Keeping this political strategy of divide and conquer in mind, it is of the utmost importance that New York State strongly COME TOGETHER.
1. Universal Pre-K
Cuomo has been a constant thorn in the side of De Blasio's universal pre-K plan. De Blasio has proposed funding the plan by increasing income taxes for city residents earning in excess of $500,000 per year, amounting to, in his words, the "cost of a small soy latte at your local Starbucks." I'm sure this will not exactly please the wealthiest, but it seems far from draconian, and its benefits seem potentially enormous.
In taking aim at De Blasio's plan, Governor Cuomo couches his objections under the guise of protecting pre-K interests outside the City. According to his screwy logic, since NYC has more than its fair share of millionaires, pre-K will thrive there whilst it will flounder outside the City. Under Cuomo's proposal of a five-year, $1.5 billion state-funded pre-K, taxes need not be raised and millionaires need not pinch pennies to pay. And, what better way for millionaires to applaud this plan than to open their pocketbooks to the Governor's fund for re-election?

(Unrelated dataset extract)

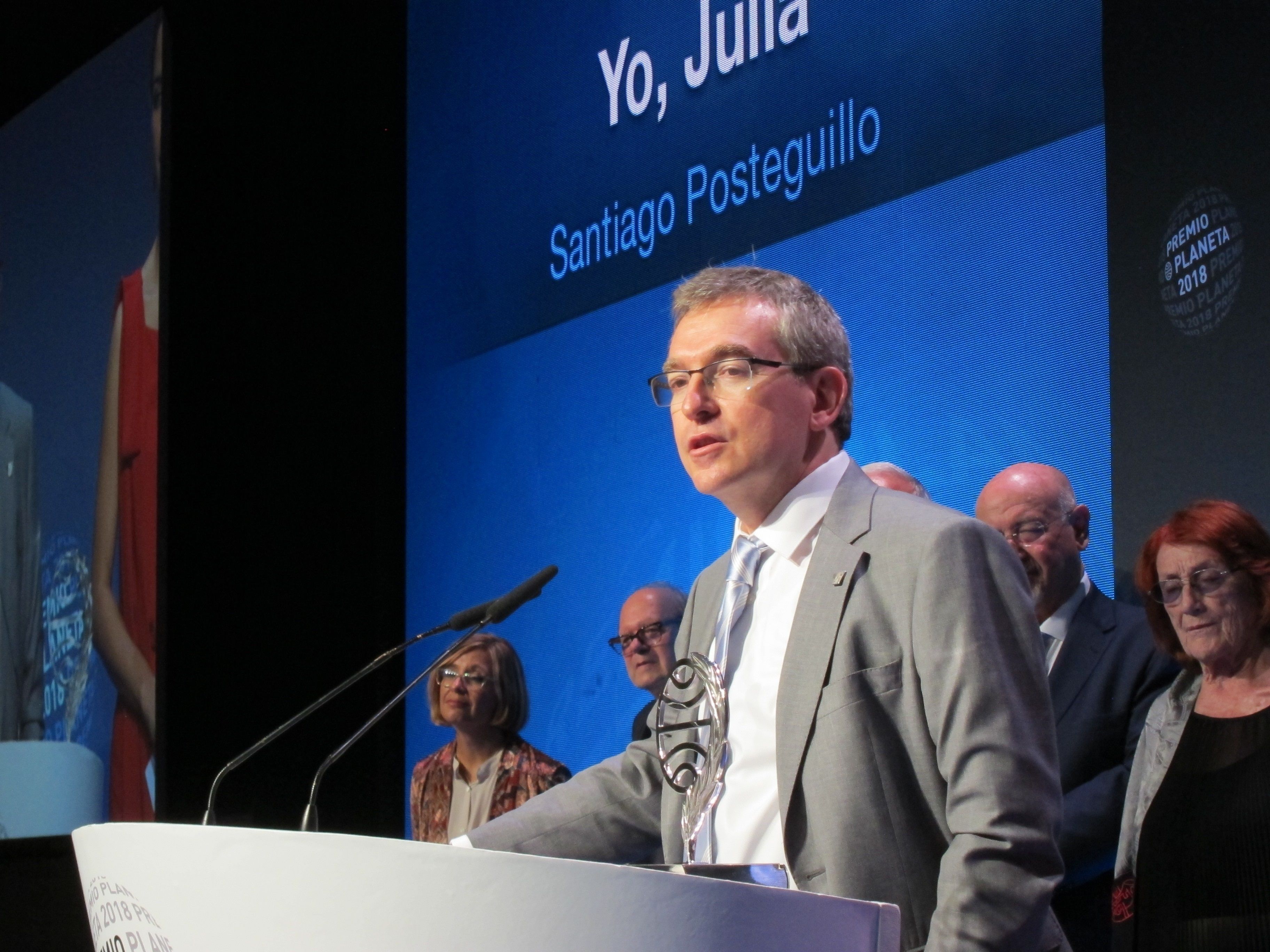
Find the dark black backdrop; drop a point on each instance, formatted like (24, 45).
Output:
(1187, 93)
(285, 338)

Cuomo's scheme seems mad as a hatter. If guaranteeing pre-K was really Cuomo's bottom line, he would invite the City to tax itself and use much of his magical $1.5 billion state fund to secure the same for residents outside the City.
At the same time, under Cuomo's new budget plan, 84% of Long Island schools will get less state money than six years ago.
2. NYC and the Minimum Wage
De Blasio proposed allowing NYC to set its own, higher, minimum wage given the costs of living in this City. Again, the Governor objected. He asserted that such a policy could lead to a "chaotic situation" by pitting some communities against each other. He said, "We are also one state and we don't want to cannibalize ourselves." It seems he fears companies might up and move to areas where the minimum wage is lowest. I find it more likely that, given Cuomo's intransigence, more minimum-wage workers in the City will up and be moved out of their homes.
3. Charter Schools
Cuomo has met privately with charter-school leaders, including NYC Charter School Center CEO James Merriman. In opposition to De Blasio's policies, Cuomo has come out strongly in favor of charter schools. Is it any surprise that according to the NY Post, "board members at the growing Success Academy, which runs 22 charters in the city, have given $375,367 to Cuomo's re-election campaign--including $90,000 since de Blasio won the mayor's race last year"? Cuomo spoke before the pro-charter DFER in November and came away with $250,000 for his campaign. In January, DFER followed up with $14,000 more through its PAC.
4. APPR Teacher Evaluation System and Death by the Common Core
There is no merit in Cuomo's "stick-to-your-guns" backing of the controversial APPR teacher evaluation system. There have been too many instances of this type of junk science flying in the face of logic as well as sound principles of education. With demented test makers designing Common-Core tests with cut scores aimed to fail 70% of the state's children, the APPR law must be gunning for a massacre of pedagogical staff. Perhaps Cuomo hopes to win the approval of teachers by holding out the promise of $20,000 in merit pay. Where I have seen merit-pay invoked, however, I have seen education take a nose dive into the realm of unutterable ugliness. For my part, I hope he takes his stack of $big bills and shoves it into statewide pre-K.
I hope Cuomo's political pandering to the most privileged and his policies of divide and conquer will meet the same fate as that of 70% of our state's students on their most recent Common-Core tests. I hope New York State can come together in identifying the true interests of the majority. I hope New York State can "Come Together, Right Now!"